Indexing Secure Web Pages Using Forms
In the Add Form Configuration page of the Administration Tool, you can retrieve form parameters from websites or enter them manually and configure CES to automatically fill forms for both HTTP and HTTPS forms.
This topic contains the following sections:
Retrieving the form parameters from a website
-
On the Coveo server, access the Administration Tool (see Opening the Administration Tool).
-
In the Administration Tool, select Index > Sources and Collections.
-
In the Sources and Collections page, in the Sources section, expand the drop-down list of the source that you want to modify, and then select Edit Forms.
-
In the Forms page, click Add.
-
In the Add a Form Configuration page:
-
In the Form Parameters drop-down list, select Get the form parameters from a Web address.
-
In the Form Address box, enter the URI of the form.
Example: http://www.coveo.com/en/Products/Default.aspx
-
Click Retrieve parameters from URL.
The Form to Use, Name, Form Address, Method and Action are automatically retrieved.
-
Enter the appropriate parameters. For more information, refer to the following table.
Section Description Form to Use
Indicates which form to use if the Get the form parameters from a Web address action has encountered more than one form at the specified address.
Name
Identifies the form.
Form Address
Indicates the address where the form is located.
Method
Indicates the method used to submit form information (either Get or Post).
Action
Indicates the address where the form information is submitted.
Parameters
Identifies the type, name and value of each parameter. The Type parameter indicates the nature of the information; whereas, its Name identifies the field in which the Value is submitted.
Example: To enter Coveo in the Username box, the type would be Text, the name Username and the value Coveo.
To add parameters, click Add.
The parameter types are:
Text: String value entered in a text box (ex.: username).
Password: String value entered in a password box. Note that it is replaced by dots (●●●) for security reasons.
Checkbox: True or false (i.e. selected or unselected) value applied to a check box.
Radio: True or false (i.e. selected or unselected) value applied to a radio button.
Submit: Submit function applied to previously entered parameters.
Reset: Reset function applied to the previously entered parameters.

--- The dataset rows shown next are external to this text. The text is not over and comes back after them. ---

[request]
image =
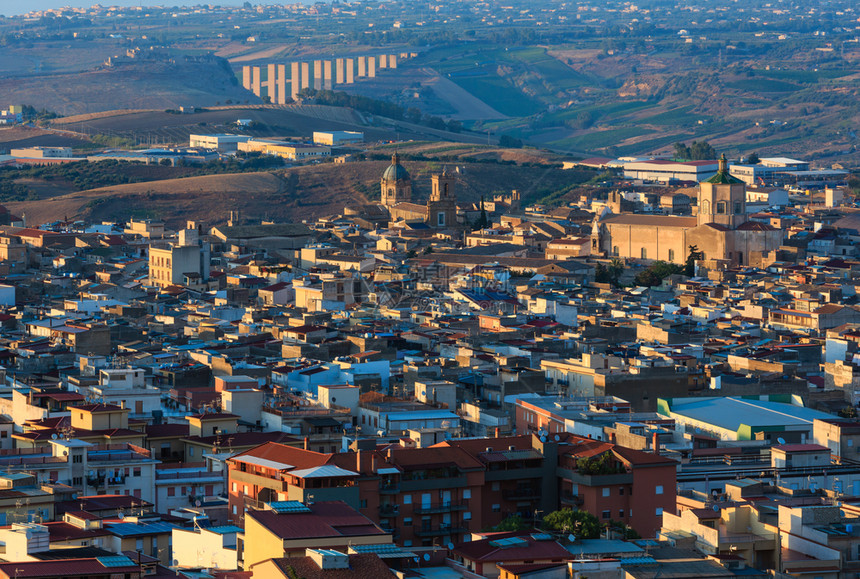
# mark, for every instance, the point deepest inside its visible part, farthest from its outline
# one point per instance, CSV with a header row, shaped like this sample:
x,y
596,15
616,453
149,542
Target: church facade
x,y
720,229
396,192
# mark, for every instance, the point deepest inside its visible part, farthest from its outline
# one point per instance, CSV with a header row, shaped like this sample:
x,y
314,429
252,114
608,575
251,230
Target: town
x,y
661,380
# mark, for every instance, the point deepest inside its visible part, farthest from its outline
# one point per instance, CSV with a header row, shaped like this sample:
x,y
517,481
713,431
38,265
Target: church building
x,y
441,209
720,229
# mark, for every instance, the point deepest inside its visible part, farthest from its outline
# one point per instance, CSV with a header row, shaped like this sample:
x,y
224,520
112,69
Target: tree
x,y
511,523
697,151
654,274
582,524
690,264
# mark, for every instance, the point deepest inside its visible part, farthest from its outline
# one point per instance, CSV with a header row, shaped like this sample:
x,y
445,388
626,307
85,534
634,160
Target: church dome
x,y
396,171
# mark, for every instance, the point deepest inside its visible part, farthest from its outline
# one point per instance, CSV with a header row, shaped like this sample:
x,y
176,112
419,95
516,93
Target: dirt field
x,y
14,137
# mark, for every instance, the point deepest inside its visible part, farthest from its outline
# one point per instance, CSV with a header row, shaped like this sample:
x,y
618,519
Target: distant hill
x,y
290,195
130,84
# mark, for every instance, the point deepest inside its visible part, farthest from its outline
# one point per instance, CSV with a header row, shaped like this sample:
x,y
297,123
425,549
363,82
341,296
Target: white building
x,y
209,547
664,171
222,142
337,138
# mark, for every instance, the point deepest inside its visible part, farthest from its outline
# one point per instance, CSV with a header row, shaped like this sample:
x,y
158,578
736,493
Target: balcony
x,y
388,510
389,489
571,499
440,531
100,480
521,494
445,507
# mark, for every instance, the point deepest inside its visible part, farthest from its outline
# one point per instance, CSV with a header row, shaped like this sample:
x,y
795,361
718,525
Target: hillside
x,y
130,84
287,195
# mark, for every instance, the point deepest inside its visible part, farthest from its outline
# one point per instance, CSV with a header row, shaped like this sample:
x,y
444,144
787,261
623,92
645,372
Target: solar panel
x,y
118,561
509,542
284,507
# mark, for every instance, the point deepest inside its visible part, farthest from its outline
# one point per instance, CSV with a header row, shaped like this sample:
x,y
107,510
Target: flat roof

File: File attached to the form.
Hidden: Value entered in a hidden box.
Image: Image file attached to the form.
Button: Button (other than Submit or Reset) clicked.
Addresses Using This Form
Indicates the addresses accessed using this form. Use wildcards if necessary (see What Are Wildcards?).
Failed Authentication Result Addresses
Indicates the address of the page where CES is redirected if authentication fails (instead of indexing the latter page, CES attempts to re-authenticate).
Options
Indicates whether to re-authenticate each time a secure page is accessed or use authentication cookies. Because re-authentication slows down the indexing process, the Always authenticate when crawling a document option should be selected only if the secure pages do not support cookies.
Test Form
Indicates the address used to test the form. When Apply Changes and Test the Form Using This Address is clicked, CES tries to access this page. If it succeeds, the form is considered valid. If it fails, form parameters must be modified.
-
Click Apply Changes and Test the Form Using This Address to test the form. If the test fails, verify the validity of each parameter.
-
When the test succeeds, click Save.
-
Entering the form parameters manually
-
On the Coveo server, access the Administration Tool (see Opening the Administration Tool).
-
In the Administration Tool, select Index > Sources and Collections.
-
In the Sources and Collections page, in the Sources section, expand the drop-down list of the source that you want to modify, and then select Edit Forms.
-
In the Forms page, click Add.
-
In the Add a Form Configuration page:
-
In the Form Parameters drop-down list, select Enter the form parameters manually.
-
Enter the appropriate parameters. For more information, refer to the table in the previous section.
-
Click Apply Changes and Test the Form Using This Address to test the form. If the test fails, verify the validity of each parameter.
-
When the test succeeds, click Save.
-
Important: Unless Always authenticate when crawling a document is selected, CES keeps authentication cookies in its memory. Therefore, if authentication fails it can be because of expired cookie information delete cookies to force CES to re-authenticate using the form. If this procedure does not solve the problem, the form information has been modified; create a new form.
Deleting the authentication cookies
-
On the Coveo server, access the Administration Tool (see Opening the Administration Tool).
-
In the Administration Tool, select Index > Sources and Collections.
-
In the Sources and Collections page, in the Sources section, expand the drop-down list of the source that you want to modify, and then select Edit Forms.
-
In the Forms page, under Authentication Cookies, click Delete Source Authentication Cookies.